Zakłócenie miru domowego jest to przestępstwo z art. 193 Kodeksu Karnego zagrożone grzywną lub karą ograniczenia, pozbawienia wolności do roku.
Zakłócenie miru domowego polega na tym, że ktoś wdziera się do cudzego domu, mieszkania, lokalu, pomieszczenia albo ogrodzonego terenu, bądź wbrew żądaniu osoby uprawnionej miejsca takiego nie opuszcza. Nie jest to katalog ograniczony jedynie do mieszkań czy domów, ale można mówić o popełnieniu tego przestępstwa w przypadku, gdy wdarcie się nastąpi na teren, w którym dana osoba wykonuje działalność gospodarczą.
Osoba uprawniona do lokalu musi jednak jasno wyrazić, że nie chce, by ktoś przebywał na jej terenie. Może być to ktoś, kto ma prawo dysponować danym miejscem, najczęściej jest to właściciel lub najemca.
Pierwszym skojarzeniem z wdarciem na czyjąś posiadłość jest z pewnością wizja włamywacza, który niepostrzeżenie wkrada się do naszego domu przez otwarte okno balkonowe lub uchylone drzwi w celu wykonania rabunku. Może być to jednak dużo bardziej prozaiczne – mir domowy może zostać naruszony również poprzez natrętnego gościa, który nie chce opuścić posiadłości po zakończonym przyjęciu na żądanie osoby uprawnionej.
W przypadku nieruchomości prywatnej (np. mieszkania czy domu) nie ma znaczenia, z jakiego powodu osoba uprawniona nie życzy sobie czyjejś obecności. Natomiast gdy chodzi np. o restaurację, sklep, galerię handlową, to można żądać, by ktoś ją opuścił jeżeli zachowuje się niewłaściwie albo przebywa w lokalu po godzinach otwarcia.
Mir domowy może zostać naruszony również przez właściciela mieszkania, który wynajmuje mieszkanie najemcy i chce sprawdzić stan swojej nieruchomości poprzez prywatną „kontrolę” pod nieobecność najemcy. Przypadki, gdy właściciel może wchodzić do nieruchomości są najczęściej określone w umowie najmu. W przypadku bezprawnej kontroli, przestępstwo jest popełniane, mimo że mieszkanie jest własnością wynajmującego.

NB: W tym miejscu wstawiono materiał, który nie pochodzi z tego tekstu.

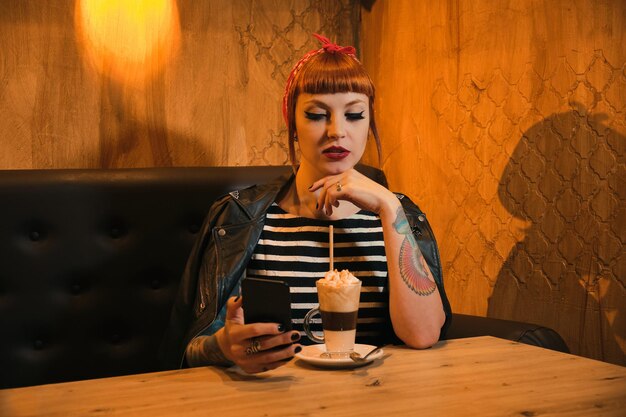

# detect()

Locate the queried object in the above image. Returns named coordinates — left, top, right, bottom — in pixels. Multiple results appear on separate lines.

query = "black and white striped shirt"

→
left=247, top=203, right=388, bottom=344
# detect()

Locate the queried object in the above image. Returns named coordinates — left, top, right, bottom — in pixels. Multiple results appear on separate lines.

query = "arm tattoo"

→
left=185, top=335, right=233, bottom=366
left=393, top=207, right=437, bottom=295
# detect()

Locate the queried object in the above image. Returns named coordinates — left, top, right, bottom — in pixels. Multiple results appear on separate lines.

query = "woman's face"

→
left=296, top=92, right=370, bottom=175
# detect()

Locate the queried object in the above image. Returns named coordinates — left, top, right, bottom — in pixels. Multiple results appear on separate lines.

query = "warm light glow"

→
left=75, top=0, right=180, bottom=80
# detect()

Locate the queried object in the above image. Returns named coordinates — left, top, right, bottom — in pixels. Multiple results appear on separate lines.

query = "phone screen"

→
left=241, top=278, right=292, bottom=331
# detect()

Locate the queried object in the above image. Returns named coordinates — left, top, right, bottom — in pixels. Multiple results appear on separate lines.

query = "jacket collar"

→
left=231, top=173, right=295, bottom=219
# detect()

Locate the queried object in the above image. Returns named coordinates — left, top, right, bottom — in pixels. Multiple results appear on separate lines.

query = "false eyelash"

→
left=346, top=110, right=365, bottom=120
left=304, top=111, right=328, bottom=120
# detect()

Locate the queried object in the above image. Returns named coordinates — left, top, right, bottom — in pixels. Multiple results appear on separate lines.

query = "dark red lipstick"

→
left=322, top=146, right=350, bottom=160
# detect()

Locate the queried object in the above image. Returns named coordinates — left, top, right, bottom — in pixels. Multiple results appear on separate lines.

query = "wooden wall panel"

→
left=0, top=0, right=358, bottom=169
left=361, top=0, right=626, bottom=364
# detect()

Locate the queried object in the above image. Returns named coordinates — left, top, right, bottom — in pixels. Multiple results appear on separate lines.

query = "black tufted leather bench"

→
left=0, top=167, right=567, bottom=388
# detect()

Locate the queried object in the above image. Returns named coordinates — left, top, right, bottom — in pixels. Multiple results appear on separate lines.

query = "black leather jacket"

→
left=156, top=175, right=451, bottom=369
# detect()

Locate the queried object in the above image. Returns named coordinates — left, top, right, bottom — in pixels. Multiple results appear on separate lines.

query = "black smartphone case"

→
left=241, top=278, right=292, bottom=331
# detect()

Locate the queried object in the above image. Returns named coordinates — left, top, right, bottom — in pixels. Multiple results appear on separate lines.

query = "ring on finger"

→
left=246, top=337, right=261, bottom=356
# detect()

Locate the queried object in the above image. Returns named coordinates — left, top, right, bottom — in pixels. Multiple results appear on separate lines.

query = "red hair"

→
left=283, top=49, right=382, bottom=170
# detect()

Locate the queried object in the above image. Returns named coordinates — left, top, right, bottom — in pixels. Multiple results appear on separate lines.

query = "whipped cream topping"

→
left=318, top=269, right=361, bottom=287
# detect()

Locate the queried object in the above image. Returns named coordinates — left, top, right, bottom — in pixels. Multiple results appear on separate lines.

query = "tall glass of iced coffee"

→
left=304, top=269, right=361, bottom=358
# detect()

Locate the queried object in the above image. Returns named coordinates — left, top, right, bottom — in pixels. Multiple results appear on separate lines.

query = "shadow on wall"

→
left=488, top=104, right=626, bottom=364
left=99, top=75, right=212, bottom=168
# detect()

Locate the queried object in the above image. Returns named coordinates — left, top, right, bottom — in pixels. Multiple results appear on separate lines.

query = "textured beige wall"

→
left=361, top=0, right=626, bottom=364
left=0, top=0, right=358, bottom=169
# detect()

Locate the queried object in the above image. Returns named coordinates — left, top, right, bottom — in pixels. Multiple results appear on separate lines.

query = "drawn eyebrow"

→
left=306, top=99, right=365, bottom=108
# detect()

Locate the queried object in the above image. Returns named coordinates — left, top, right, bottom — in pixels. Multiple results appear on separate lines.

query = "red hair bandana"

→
left=283, top=33, right=358, bottom=128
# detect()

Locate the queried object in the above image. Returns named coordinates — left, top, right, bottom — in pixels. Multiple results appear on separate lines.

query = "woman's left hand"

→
left=309, top=169, right=399, bottom=216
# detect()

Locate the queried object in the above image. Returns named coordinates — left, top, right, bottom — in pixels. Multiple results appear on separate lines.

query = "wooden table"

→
left=0, top=337, right=626, bottom=417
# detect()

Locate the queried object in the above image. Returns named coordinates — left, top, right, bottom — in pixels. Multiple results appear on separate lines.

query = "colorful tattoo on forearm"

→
left=393, top=207, right=437, bottom=295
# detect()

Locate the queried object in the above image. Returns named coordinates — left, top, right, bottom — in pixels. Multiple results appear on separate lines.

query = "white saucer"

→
left=296, top=344, right=383, bottom=368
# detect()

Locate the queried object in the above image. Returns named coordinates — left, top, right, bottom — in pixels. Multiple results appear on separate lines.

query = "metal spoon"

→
left=350, top=346, right=383, bottom=363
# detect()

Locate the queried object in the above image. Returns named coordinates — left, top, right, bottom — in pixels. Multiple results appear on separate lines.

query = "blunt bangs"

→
left=295, top=53, right=374, bottom=99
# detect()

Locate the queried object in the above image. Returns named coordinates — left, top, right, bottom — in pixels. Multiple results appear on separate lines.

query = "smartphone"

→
left=241, top=278, right=292, bottom=331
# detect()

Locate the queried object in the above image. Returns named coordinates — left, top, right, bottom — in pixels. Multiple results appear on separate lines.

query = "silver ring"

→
left=246, top=338, right=261, bottom=356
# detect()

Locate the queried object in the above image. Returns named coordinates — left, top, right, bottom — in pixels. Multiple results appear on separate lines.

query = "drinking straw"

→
left=328, top=224, right=334, bottom=271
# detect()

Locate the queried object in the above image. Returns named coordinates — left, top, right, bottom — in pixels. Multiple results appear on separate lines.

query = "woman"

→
left=165, top=35, right=450, bottom=373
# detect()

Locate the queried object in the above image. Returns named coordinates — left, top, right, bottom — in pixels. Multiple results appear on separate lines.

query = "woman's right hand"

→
left=215, top=297, right=302, bottom=374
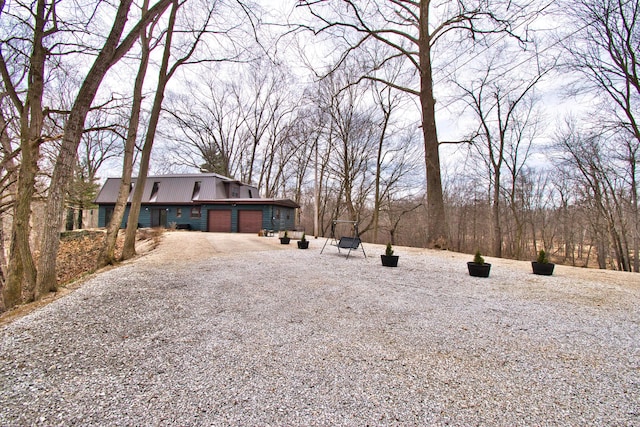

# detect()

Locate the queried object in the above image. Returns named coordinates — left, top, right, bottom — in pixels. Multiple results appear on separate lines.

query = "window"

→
left=231, top=184, right=240, bottom=199
left=191, top=181, right=202, bottom=200
left=149, top=182, right=160, bottom=202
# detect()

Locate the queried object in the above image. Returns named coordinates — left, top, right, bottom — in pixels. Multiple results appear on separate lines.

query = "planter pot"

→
left=380, top=255, right=400, bottom=267
left=531, top=261, right=556, bottom=276
left=467, top=262, right=491, bottom=277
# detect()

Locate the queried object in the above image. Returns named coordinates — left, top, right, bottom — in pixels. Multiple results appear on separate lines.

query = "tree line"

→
left=0, top=0, right=640, bottom=309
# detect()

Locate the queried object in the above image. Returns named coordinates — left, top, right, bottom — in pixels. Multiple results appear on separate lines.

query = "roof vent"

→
left=191, top=181, right=202, bottom=200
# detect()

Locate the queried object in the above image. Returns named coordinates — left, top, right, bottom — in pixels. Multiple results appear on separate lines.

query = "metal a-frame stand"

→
left=320, top=219, right=367, bottom=259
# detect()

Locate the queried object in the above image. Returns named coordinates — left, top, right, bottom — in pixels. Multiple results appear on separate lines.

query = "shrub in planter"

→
left=298, top=233, right=309, bottom=249
left=467, top=250, right=491, bottom=277
left=531, top=249, right=555, bottom=276
left=380, top=243, right=400, bottom=267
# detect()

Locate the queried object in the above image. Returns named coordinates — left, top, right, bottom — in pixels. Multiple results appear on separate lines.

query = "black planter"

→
left=467, top=262, right=491, bottom=277
left=531, top=261, right=556, bottom=276
left=380, top=255, right=400, bottom=267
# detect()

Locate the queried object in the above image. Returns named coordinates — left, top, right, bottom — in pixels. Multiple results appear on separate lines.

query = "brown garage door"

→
left=238, top=211, right=262, bottom=233
left=207, top=210, right=231, bottom=233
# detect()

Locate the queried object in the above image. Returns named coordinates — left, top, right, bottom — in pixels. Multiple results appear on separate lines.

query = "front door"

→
left=151, top=209, right=167, bottom=228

Nie można mówić jednak o naruszeniu miru domowego przez małżonka, jeśli małżonkowie pozostają małżeństwem, a drugi małżonek korzysta z mieszkania w celu zaspokojenia potrzeb rodziny. Zgodnie bowiem z art. 281 Kodeksu Rodzinnego i Opiekuńczego, jeżeli prawo do mieszkania przysługuje jednemu małżonkowi, drugi małżonek jest uprawniony do korzystania z tego mieszkania w celu zaspokojenia potrzeb rodziny.
Jakie więc środki pozostają uprawionemu do lokalu mieszkalnego w przypadku takiej sytuacji? Najoczywistszy z nich – zadzwonić na policję. Samodzielna ingerencja może być niebezpieczna, gdyż nie jest wiadome, czy włamywacz posiada broń lub jest niebezpieczny. Policja podejmie odpowiednie kroki w celu usunięcia go z mieszkania.
Przestępstwo naruszenia miru domowego jest ściągane z urzędu, co oznacza, że to prokurator wystosuje odpowiedni akt oskarżenia. Osoba uprawniona do mieszkania może jednak występować w roli poszkodowanego, a później, w sądzie, w roli oskarżyciela posiłkowego. Umożliwi jej to składanie dowodów, zeznań i przyczynianie się do postępowania śledztwa.
Naruszenie miru domowego stanowi naruszenie dóbr osobistych. W związku z powyższym, może wiązać się z koniecznością zapłaty zadośćuczynienia na rzecz osoby, której to naruszenie dotyczyło.